So I'm going to make more of an effort to "be" in my own skin, to love this body -- hand tremors, osteoporosis, curves and all other supposed imperfections -- it IS beautiful.  I think a lot of people I know who struggle physically more than I (ie have legitimate pain or health issus) would say that I am lucky, that I'm pretty and don't have major problems, so it should be easy for me.  (The implication that it should be easier for me than it is for them.)  But that's just another condition, and I think that is a tendency we ALL have.  A knee-jerk reaction to the radical surrender of allowing ourselves to be perfect in the now.  I think that when we feel, and more importantly when we *embody* gratitude, that we would actually begin to move easier in our own bodies.  There's no "been there, done that" when it comes to love or self-love because it's both eternal and ongoing.  I'm sure Aphrodite would have much to teach me about all this.
 
Sorry for getting all "Power of Now".  Back to your regularly scheduled internal dialogues... (Dialogues?  Monologues?  How many people are in this head anyway?) 

Saturday, April 16, 2011

Greenery & Gifts

Since I haven't written much lately, figured I'd do some general catching up.  (Courtesy of Mercury's backwards dance!)  Hopefully I'll be back on track with some more spiritual musings and experiences soon. 
 
 

 


Here is a small treasure that my lover spotted while we were in an antique store!!  It's most definitely Dionysos, with a male youth on one side and a woman/maenad on the other.  It's handpainted porcelain, made in Greece.  I haven't decided yet what Io keep in it, perhaps loose incense.


 
Here is an ivy plant that I bought for Dionysos!  Isn't it lovely?


 
It will have to stay in its pot since all we've got is a 2nd story patio -- no yard.  Thinking about getting a trellis though.  Today we bought some potted herbs (rosemary, thyme, sage, chocolate mint, lavender).  Eventually I would like to add some more exotic ones like salvia divinorum.  Needless to say, I've definitely got a metaphorical bug for wanting to grow things lately.  I've always wanted to garden and keep plants, but for whatever reason I've always felt like I was inherently bad at it.  But my partner has been encouraging and enthusiastic (and is also much more knowledgeable about such things, which helps!) so I feel like together we'll do just fine.

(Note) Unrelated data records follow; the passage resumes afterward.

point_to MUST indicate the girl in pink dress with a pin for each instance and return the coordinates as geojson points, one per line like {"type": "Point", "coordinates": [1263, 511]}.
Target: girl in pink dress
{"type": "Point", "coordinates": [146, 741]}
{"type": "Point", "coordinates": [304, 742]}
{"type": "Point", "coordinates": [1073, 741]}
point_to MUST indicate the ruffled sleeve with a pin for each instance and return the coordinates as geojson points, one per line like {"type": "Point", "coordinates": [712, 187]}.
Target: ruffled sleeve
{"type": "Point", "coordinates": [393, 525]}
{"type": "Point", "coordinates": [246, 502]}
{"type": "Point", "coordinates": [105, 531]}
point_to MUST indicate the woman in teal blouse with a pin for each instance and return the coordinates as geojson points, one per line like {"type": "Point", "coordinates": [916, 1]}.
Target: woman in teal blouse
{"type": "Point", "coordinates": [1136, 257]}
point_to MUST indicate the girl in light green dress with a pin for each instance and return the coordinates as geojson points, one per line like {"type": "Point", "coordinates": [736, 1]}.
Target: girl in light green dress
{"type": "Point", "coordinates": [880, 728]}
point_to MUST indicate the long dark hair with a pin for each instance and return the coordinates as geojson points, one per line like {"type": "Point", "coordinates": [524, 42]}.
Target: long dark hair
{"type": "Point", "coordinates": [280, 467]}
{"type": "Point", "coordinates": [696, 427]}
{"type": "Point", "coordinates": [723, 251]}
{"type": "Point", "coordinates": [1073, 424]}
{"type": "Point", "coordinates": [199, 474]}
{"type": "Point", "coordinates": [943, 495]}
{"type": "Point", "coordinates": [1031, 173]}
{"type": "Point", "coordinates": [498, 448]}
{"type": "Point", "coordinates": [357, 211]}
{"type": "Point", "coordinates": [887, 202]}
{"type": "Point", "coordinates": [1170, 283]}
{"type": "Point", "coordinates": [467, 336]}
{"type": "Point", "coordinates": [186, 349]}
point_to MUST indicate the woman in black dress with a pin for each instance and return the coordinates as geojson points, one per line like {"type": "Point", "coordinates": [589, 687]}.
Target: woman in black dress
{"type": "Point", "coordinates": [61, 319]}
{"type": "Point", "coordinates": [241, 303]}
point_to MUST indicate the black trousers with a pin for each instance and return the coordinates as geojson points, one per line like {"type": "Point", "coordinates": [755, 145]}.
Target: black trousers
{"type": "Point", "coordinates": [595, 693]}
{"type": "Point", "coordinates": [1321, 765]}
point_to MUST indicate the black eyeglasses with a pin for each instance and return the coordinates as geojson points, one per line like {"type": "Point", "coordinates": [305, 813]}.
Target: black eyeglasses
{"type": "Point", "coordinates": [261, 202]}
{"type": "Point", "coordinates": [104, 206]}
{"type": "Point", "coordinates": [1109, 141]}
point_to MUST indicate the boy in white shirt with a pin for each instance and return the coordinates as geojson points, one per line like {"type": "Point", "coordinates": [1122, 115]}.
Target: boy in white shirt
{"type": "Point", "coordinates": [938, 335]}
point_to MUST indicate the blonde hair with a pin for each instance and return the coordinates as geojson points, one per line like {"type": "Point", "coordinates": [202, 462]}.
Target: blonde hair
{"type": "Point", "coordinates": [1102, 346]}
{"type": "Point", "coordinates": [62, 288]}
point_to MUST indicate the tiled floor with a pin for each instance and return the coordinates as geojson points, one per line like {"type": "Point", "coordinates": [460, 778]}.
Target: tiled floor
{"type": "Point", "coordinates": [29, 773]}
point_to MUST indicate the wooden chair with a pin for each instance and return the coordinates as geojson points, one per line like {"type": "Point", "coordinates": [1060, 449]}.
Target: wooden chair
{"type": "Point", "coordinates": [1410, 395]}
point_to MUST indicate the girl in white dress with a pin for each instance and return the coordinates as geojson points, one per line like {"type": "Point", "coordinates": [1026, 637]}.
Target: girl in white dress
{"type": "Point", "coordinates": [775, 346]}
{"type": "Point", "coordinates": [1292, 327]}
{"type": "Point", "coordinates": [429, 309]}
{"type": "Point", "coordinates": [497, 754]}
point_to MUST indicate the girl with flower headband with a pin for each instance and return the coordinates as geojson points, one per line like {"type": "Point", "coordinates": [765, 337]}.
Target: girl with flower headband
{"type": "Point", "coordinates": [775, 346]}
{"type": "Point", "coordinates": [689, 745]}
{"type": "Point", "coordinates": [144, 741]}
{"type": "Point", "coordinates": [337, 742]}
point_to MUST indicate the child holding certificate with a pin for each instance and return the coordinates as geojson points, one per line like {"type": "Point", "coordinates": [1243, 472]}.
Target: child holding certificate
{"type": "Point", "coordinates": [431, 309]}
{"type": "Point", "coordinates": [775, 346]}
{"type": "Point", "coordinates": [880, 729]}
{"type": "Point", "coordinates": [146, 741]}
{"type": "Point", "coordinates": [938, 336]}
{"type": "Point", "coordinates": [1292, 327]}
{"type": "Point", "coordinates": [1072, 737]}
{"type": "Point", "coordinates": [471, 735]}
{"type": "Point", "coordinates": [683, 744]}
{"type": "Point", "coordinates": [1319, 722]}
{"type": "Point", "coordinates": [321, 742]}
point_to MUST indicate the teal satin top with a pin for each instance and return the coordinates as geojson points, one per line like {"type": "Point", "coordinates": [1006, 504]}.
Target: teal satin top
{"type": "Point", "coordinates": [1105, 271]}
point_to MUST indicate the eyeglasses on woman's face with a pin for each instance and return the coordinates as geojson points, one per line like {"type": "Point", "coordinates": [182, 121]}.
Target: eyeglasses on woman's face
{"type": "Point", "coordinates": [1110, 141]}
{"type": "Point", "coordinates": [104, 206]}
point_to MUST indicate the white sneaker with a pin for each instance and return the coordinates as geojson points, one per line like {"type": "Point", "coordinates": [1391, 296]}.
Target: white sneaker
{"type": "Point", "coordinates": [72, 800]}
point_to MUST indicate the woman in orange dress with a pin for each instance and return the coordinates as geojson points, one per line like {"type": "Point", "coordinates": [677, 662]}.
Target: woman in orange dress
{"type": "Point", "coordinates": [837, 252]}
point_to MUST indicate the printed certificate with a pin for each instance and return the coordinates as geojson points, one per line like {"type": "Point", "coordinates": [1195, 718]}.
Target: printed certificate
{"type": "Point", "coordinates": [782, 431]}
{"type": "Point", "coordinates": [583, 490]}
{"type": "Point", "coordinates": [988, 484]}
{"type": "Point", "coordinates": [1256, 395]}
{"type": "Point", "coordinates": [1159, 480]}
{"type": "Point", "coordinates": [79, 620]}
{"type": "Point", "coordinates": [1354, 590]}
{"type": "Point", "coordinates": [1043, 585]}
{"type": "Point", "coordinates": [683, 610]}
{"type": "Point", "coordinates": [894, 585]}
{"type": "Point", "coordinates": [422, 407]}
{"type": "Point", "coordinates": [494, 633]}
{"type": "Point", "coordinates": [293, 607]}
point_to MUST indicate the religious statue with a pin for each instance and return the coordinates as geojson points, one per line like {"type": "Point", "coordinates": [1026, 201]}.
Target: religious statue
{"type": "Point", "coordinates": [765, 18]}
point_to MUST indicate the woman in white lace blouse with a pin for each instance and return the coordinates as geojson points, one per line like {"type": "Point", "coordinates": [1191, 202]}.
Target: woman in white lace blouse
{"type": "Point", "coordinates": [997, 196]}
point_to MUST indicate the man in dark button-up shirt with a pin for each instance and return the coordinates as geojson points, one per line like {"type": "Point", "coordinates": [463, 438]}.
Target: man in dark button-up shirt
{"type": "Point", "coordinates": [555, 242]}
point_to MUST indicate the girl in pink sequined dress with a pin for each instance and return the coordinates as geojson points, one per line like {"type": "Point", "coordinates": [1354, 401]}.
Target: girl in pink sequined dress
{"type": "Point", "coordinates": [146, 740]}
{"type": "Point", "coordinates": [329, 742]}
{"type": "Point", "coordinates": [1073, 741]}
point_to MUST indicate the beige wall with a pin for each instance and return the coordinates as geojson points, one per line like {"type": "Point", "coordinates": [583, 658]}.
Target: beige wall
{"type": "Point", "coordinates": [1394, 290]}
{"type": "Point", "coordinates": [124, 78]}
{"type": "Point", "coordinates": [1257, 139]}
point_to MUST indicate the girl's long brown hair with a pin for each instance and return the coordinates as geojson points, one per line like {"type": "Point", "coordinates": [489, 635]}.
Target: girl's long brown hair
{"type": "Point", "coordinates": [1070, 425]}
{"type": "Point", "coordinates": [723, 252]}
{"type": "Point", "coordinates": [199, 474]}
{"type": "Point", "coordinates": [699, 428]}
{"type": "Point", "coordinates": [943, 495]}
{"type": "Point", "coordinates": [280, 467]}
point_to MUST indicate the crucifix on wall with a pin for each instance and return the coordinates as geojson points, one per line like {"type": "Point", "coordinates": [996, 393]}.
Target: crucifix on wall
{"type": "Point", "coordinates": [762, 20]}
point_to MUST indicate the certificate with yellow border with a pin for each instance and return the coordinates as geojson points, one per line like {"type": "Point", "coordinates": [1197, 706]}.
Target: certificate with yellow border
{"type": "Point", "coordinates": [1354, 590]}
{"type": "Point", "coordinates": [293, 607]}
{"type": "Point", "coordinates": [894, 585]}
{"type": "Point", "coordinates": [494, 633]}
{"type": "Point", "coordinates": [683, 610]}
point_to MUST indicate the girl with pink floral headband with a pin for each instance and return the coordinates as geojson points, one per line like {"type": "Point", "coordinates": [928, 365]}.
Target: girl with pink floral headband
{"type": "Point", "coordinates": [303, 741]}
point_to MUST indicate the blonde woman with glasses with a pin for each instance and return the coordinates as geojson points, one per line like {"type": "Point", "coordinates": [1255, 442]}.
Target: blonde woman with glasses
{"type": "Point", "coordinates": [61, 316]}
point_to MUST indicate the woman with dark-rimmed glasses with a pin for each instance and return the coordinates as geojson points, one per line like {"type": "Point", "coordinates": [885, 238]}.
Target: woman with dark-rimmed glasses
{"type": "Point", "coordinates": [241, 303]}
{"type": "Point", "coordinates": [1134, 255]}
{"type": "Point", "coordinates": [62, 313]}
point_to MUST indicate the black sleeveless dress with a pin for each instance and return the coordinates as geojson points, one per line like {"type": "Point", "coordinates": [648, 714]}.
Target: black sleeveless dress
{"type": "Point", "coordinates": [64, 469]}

And here is a cat skull that we found while night-hiking in the river wash!



It was eerie, how it was just suddenly *directly* in our path in the light of our headlamps, eye sockets looking right at us!  Neither of us has every found a skull while walking in the desert, so it seems significant.  It is now sitting in the ivy plant pot until we decide how we want to clean it.
 
It's been a strange spring so far.  One day at the Renaissance festival we were sun-exhausted and sweating from a sudden heat wave, and the very next weekend at the desert botanical gardens it was shiveringly cold and we eventually got rained out!  But the botanical gardens were lovely nonetheless, it was certainly not a wasted trip.  Here are some pictures...








Sorry the last one is blurry, but it was raining by then.  I had to include because it was one of my favorite discoveries there - it's a Boojum tree!!  I <3 any botanist who names a tree after a word in a Lewis Carroll poem.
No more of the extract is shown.